Our first event was stopping at the Practice Centre where each group of two got 24 balls to hit after a brief demonstration and explanation. You can see we had some sun shining through the clouds. Then we boarded the bus and went into the city.

"St Andrews has a population of around 20,000 people. The university, where Prince William attended, attracts students from all over the world, keeping the bars and restaurants busy during the winter, and during the summer golfers from all over the world descend on the town to play the hallowed Old Course. The town has got a mystical charm about it, and is packed with golfers, golfing memorabilia and a load of golf-friendly bars where you won’t be asked to remove your spikes at the door." 
I love to visit "retired" or gently used clothing stores, and saw a number of shops passing through town with elegant used golf attire which would have been fun to visit if we'd been there all day. But instead many in our group walked to visit the ruins of the bishop's castle and the cathedral. Bob and I also stopped inside a small chapel.   The castle sits on a rocky promontory overlooking a small beach called Castle Sands and the adjoining North Sea.

We walked through the area of St. Andrews university, then Bob went back to the golf area and bus and I continued with Pat to the Cathedral, but he had the camera.  If I can snag a photo from the group's site I'll add it here.  It was quite dramatic. It was built in 1158 and became the center of the Medieval Catholic Church in Scotland.
"The story of St Andrew's revolves around the story of the apostle Andrew. According to one version of the story, a monk named Regulus was inspired by an angel to steal the relics of St Andrew and set sail to the island of Thule. He landed instead on this promontory on the coast of Fife and there founded a settlement. The saint's relics became a focal point, not only of religious pilgrimage, but also a symbol of Scottish independence from England. Andrew's symbol, the saltire cross, became forever associated with an independent Scotland, and eventually was chosen for the Scottish flag.
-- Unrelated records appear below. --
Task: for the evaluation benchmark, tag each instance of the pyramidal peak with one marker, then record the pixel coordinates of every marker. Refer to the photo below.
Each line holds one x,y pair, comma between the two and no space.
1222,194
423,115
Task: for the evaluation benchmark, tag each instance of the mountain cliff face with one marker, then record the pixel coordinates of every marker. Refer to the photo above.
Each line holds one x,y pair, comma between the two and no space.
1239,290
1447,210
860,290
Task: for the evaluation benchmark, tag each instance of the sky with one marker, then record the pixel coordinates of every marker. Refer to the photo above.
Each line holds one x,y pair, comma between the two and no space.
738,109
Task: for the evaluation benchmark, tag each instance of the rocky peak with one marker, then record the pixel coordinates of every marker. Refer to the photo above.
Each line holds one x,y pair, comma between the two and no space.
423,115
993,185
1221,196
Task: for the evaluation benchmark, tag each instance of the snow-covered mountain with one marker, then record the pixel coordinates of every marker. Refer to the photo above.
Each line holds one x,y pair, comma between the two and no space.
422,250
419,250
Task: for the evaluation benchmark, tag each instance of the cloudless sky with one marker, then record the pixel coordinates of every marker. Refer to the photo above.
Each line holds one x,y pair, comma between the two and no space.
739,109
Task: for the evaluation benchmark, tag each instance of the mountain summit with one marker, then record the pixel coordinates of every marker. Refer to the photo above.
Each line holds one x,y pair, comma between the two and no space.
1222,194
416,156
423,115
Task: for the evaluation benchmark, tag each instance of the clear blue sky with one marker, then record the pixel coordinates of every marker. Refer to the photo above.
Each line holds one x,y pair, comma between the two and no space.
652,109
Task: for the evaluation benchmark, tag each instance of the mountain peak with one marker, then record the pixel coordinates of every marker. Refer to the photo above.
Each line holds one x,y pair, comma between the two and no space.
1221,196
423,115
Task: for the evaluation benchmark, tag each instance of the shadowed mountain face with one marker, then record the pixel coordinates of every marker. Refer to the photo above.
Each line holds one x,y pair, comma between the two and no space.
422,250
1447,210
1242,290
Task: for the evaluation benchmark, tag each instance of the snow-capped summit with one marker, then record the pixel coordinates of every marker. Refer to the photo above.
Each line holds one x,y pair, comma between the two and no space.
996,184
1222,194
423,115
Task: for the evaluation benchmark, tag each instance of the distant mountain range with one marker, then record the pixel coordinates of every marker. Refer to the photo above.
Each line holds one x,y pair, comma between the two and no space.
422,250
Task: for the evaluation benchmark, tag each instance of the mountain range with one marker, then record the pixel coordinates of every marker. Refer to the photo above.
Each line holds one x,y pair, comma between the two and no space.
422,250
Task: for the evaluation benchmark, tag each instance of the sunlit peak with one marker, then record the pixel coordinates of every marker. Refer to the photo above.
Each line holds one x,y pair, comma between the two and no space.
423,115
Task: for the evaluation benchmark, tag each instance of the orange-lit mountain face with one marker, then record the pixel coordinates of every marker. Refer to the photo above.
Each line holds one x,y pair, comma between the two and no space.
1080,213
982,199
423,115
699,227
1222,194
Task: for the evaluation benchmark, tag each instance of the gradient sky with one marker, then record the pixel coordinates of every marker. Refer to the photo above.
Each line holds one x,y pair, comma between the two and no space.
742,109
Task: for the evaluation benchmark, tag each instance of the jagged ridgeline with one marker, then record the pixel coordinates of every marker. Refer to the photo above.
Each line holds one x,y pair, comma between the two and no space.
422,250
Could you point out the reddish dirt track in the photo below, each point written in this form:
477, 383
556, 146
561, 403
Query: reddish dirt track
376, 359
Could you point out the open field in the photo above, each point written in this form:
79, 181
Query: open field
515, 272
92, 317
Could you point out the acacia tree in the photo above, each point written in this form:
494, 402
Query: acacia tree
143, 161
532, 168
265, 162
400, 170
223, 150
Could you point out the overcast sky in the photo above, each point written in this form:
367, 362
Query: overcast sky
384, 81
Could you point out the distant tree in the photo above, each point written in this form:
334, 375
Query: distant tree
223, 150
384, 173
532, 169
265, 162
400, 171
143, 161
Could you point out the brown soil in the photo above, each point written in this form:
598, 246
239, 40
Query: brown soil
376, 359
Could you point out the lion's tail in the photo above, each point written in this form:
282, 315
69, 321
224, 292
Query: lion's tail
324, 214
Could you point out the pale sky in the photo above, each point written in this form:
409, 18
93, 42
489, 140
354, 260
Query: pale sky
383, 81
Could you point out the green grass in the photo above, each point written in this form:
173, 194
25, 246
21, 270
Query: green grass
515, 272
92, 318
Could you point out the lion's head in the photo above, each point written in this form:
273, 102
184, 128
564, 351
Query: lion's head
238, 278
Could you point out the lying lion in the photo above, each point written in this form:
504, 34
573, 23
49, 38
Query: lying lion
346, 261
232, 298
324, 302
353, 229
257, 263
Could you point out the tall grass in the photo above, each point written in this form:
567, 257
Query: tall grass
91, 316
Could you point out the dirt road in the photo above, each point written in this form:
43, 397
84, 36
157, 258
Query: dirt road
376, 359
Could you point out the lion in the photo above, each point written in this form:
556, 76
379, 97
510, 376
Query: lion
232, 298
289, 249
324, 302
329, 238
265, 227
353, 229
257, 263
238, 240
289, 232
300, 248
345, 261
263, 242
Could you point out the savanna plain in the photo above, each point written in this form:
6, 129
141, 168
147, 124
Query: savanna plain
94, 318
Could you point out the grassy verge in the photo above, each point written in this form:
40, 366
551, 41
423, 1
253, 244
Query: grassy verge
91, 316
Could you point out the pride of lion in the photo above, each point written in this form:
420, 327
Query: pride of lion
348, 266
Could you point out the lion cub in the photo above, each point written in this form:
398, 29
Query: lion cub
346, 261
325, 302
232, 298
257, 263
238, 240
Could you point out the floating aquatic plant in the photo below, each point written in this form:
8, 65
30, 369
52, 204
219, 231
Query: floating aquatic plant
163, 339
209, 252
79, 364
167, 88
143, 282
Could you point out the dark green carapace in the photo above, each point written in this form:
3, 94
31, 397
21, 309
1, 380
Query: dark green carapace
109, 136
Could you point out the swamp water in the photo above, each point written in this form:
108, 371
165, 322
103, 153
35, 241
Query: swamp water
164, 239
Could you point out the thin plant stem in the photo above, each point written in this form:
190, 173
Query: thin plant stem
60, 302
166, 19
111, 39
The medieval cathedral whose ruins we see today was begun around 1160, and was complete by the late 14th century. The church was huge, measuring 355 feet from end to end, with a central tower and spire." 
From St. Andrews it was back on the bus to Perth and a visit to beautiful Scone Palace [pronounced skoon], the home of the Earl and Countess of Mansfield. While we were waiting to go in, we saw beautiful peacocks. We heard about the palace and the crowning of Scottish kings, including Robert the Bruce over coffee and shortbread. The peacock photo is from a tour group member. A guide told us about the Stone of Scone, upon which the Scottish kings were crowned.
"According to legend, the sandstone slab was used by the biblical figure Jacob as a pillow when he dreamed of a ladder reaching to heaven and then brought to Scotland by way of Egypt, Spain and Ireland. The rock, also known as the Stone of Destiny, was used for centuries in the coronation ceremonies of Scottish monarchs. Following his victory at the Battle of Dunbar in 1296, England’s King Edward I seized the stone from Scotland’s Scone Abbey and had it fitted into the base of a specially crafted wooden Coronation Chair on which English—and later British—monarchs have been crowned inside London’s Westminster Abbey ever since. "

Although we couldn't take photos inside the palace, this little video shows you much of what we saw.
Chapel on the Moot Hill
Scottish long hair cattle
Back to the bus, across the Forth Road Bridge to Edinburgh to our final hotel, the Mercure Edinburgh on Princes Street with a fabulous view from our window. That night we attended a Scottish evening with Highland dancers (5 women) a bagpiper, fiddler, accordionist, a female soloist, and singing MC and the ceremony of the Haggis (mutton or lamb offal, minced and mixed with, oatmeal, suet, herbs, spices). Dining scene from our tour group FB page.